The success of Marvel Comics has certainly exceeded even Lee's expectations, and in fact they have branched out into other media. Some of his original comic book characters have appeared on their own Saturday morning cartoon shows for several years, although he has nothing to do with their production. He notes that Steve Krantz, of Fritz the Cat and Cooley High fame, is producing a feature film on Spiderman--not animated, but live action. Another director plans to put out a movie based on Lee's character the Hulk. And according to Lee, Paramount Television is planning a television series based on the Fantastic Four, another group of superheroes created by Lee.
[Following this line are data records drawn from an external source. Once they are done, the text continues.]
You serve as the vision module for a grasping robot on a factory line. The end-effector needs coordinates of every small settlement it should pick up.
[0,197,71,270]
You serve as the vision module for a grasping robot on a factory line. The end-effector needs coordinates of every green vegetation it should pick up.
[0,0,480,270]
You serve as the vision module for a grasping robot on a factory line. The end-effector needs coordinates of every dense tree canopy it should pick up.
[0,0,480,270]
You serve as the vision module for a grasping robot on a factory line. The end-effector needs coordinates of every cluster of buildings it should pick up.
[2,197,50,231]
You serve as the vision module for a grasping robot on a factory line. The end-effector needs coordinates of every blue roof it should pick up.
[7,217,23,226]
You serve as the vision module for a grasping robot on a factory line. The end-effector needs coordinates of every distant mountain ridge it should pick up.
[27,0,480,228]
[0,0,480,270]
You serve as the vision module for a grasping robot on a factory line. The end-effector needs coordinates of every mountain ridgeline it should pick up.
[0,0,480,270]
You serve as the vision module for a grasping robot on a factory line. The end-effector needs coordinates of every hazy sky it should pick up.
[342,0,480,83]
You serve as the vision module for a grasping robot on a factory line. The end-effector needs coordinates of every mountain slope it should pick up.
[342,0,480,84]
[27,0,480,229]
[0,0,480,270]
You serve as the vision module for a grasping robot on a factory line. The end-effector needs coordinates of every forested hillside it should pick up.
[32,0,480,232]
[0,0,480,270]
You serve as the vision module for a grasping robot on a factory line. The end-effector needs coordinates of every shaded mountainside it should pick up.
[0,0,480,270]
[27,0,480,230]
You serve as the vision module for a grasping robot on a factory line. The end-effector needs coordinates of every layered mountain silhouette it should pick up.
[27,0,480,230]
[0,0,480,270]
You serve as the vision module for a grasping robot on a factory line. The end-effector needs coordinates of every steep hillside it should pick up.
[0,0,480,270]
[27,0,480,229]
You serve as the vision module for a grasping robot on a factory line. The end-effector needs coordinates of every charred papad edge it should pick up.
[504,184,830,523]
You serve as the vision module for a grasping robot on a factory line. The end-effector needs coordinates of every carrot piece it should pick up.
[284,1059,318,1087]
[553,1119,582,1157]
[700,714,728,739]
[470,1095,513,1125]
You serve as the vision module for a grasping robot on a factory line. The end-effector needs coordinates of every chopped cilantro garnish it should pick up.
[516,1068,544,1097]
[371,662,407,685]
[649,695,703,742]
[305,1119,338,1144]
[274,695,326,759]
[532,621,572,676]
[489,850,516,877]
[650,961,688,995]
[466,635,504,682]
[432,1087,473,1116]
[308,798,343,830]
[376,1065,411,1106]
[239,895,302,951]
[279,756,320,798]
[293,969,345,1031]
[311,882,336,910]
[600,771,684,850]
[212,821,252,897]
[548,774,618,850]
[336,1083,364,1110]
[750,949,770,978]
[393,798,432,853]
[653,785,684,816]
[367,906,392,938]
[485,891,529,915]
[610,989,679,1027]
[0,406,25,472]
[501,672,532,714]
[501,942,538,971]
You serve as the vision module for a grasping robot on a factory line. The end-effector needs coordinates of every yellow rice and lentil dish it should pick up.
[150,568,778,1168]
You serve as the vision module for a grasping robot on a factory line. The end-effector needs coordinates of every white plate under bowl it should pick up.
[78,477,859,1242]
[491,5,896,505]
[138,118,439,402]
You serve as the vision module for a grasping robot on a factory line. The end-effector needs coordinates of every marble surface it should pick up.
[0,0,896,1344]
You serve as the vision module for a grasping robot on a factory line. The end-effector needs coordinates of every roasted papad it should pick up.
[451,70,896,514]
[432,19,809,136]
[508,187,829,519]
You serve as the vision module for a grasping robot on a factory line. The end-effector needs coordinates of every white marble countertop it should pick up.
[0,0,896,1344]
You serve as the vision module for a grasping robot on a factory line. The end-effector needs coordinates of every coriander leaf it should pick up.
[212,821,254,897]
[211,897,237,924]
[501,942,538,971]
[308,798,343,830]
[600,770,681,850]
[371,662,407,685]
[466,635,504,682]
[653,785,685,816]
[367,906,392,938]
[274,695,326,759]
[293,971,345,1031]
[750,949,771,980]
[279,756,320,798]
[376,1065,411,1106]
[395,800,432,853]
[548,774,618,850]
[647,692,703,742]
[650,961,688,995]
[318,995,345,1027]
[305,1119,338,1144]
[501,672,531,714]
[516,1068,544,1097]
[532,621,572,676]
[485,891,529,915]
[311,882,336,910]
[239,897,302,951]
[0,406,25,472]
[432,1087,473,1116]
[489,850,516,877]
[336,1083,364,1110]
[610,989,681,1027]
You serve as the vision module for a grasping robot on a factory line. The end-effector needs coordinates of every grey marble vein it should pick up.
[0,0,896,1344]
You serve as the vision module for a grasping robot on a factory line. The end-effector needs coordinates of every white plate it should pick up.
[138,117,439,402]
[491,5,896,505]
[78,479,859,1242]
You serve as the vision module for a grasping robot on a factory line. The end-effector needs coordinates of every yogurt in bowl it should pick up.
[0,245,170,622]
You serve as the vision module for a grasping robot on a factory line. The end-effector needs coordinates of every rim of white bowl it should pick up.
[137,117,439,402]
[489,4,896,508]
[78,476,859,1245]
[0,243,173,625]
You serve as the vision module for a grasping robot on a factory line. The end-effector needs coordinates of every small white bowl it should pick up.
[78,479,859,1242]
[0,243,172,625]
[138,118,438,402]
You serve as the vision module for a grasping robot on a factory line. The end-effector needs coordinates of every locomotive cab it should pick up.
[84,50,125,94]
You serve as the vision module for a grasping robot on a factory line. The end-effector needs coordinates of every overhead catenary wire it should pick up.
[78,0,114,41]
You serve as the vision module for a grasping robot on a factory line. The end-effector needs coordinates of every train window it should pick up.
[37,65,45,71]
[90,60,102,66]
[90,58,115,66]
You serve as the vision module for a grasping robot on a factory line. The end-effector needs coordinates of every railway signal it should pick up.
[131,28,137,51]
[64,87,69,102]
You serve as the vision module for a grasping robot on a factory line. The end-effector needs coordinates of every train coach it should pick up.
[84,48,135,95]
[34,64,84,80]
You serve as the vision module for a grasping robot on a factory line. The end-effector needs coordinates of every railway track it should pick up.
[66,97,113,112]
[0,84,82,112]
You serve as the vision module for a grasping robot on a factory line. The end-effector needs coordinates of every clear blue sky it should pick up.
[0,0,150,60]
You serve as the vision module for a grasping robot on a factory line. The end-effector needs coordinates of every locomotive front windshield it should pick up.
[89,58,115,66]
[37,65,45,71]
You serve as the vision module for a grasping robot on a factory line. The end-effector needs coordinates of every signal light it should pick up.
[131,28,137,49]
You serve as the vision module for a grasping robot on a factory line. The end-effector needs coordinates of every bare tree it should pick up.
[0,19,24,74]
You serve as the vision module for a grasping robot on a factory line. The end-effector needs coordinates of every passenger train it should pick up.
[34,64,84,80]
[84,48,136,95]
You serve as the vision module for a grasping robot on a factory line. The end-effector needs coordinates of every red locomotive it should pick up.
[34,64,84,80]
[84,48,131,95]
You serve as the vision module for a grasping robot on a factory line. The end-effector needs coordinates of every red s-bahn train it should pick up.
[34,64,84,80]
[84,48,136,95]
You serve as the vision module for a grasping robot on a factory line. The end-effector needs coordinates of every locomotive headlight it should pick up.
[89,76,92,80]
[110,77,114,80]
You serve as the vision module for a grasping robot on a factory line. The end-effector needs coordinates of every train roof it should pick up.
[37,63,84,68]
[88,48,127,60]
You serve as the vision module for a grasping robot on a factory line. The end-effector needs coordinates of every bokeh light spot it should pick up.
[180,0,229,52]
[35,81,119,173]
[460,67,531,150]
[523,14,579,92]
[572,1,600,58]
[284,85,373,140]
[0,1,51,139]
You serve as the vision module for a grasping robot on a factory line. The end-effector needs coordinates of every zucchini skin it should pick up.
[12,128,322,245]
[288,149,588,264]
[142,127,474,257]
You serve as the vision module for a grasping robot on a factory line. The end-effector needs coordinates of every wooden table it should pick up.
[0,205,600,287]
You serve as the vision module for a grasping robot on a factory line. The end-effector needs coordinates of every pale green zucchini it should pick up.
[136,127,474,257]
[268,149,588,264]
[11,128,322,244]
Lee himself has a lot of plans. He plans to write a novel, and says he has been approached by publishers about it. He says his is now working on a movie with a French director, but he doesn't say what it's about or who the director is. He would like to have a television talk show, and a Marvel Comics television show, "like Walt Disney Presents." He is full of enthusiasm for all these ideas. "There's a million things I want to do."
But for now his major concern is his original brainchild, Marvel comic books. He regards his comics as the best in the world, and he won't let his other interests interfere with perpetuating them. He smiles shyly as he contemplates the burden of his responsibility to his artistic medium: "It's a mission. It's a calling. I figure there's Billy Graham, Mahatma Gandhi, and me."